This repository contains an R-based pipeline for Protein-Protein Interaction (PPI) network analysis. It calculates topological metrics to identify key proteins (Hubs and Bottlenecks) and detects functional modules within the network.
The script processes interaction data to:
- Calculate Centrality: Computes Betweenness and Degree for each node.
- Classify Proteins: Categorizes nodes based on automated thresholds (usually the Mean or Median) into:
- Hubs (H): High degree, low betweenness (highly connected nodes).
- Bottlenecks (B): Low degree, high betweenness (nodes that bridge different clusters).
- Hub-Bottlenecks (HB): High degree and high betweenness (key regulatory nodes).
- Common (C): Low degree and low betweenness.
- Community Detection: Identifies network modules using the Fast-Greedy algorithm.

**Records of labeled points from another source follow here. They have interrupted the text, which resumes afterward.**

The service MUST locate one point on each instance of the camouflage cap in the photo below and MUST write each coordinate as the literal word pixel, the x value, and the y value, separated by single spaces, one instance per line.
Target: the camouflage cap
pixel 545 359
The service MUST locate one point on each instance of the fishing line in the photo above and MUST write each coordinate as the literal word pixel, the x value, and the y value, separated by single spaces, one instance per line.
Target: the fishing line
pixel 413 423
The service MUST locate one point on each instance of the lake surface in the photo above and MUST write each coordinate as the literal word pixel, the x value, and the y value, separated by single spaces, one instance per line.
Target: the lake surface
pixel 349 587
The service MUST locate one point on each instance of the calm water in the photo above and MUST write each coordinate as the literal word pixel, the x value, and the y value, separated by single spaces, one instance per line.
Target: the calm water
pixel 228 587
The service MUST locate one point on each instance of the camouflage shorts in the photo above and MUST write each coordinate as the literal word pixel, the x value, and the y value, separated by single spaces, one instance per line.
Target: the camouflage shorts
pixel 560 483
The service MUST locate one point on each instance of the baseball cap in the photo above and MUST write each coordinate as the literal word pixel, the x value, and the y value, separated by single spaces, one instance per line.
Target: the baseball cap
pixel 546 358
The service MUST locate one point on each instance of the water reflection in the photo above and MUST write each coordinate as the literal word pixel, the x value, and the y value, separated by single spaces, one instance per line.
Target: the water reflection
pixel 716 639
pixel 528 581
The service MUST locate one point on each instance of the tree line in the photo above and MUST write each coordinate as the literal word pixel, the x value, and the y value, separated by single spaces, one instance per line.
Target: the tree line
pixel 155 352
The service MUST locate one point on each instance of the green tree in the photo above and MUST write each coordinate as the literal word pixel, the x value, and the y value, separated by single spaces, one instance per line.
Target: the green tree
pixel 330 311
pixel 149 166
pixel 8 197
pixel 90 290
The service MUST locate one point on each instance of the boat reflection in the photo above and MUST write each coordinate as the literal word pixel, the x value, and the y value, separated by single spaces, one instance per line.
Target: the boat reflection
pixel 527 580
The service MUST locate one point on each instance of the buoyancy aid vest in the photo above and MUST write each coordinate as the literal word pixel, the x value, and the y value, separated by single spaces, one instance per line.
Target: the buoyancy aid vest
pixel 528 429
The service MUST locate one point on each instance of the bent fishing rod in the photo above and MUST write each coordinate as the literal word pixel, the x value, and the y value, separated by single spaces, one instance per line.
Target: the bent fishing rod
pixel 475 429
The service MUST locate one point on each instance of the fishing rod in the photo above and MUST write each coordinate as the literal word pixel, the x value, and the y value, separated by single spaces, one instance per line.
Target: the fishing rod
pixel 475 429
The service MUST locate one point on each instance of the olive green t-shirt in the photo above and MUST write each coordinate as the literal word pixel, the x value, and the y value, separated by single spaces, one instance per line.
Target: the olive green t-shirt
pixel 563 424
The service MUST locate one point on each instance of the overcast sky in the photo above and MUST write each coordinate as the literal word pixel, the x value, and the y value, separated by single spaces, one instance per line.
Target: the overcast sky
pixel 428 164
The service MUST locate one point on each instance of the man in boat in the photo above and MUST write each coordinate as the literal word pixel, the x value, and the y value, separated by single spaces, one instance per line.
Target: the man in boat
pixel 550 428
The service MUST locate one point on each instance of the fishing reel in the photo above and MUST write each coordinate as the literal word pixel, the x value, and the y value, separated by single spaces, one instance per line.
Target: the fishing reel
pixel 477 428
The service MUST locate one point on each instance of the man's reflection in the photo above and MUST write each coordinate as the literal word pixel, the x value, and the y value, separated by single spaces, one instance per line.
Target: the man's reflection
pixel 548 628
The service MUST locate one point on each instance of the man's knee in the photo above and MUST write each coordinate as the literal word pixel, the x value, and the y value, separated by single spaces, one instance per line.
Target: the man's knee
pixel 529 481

- Data Organization: Automatically exports all results into a structured folder.
- R (>= 4.0.0)
The core analysis is powered by the igraph package. You can install it via R console:
install.packages("igraph")analysis.R: The main script containing the pipeline.
exemple/: Directory for input files (e.g., STRING database exports).
results/: Directory automatically created by the script to store outputs.
Prepare Data: Place your interaction file in the exemple/ folder. The default script expects a space-separated file, but you can adjust the sep parameter in read.table.
data <- read.table("exemple/your_data.txt", header = TRUE, sep = " ")All results are saved in the results/ folder:
betweenness.txt: Calculated betweenness centrality for all nodes.
degree.txt: Calculated degree centrality for all nodes.
highest_h.txt: List of identified Hub proteins.
highest_b.txt: List of identified Bottleneck proteins.
highest_hb.txt: List of identified Hub-Bottleneck proteins.
clusters_select.txt: Mapping of nodes to their respective modules/clusters.
cluster_N.txt: Individual list of proteins for each detected module.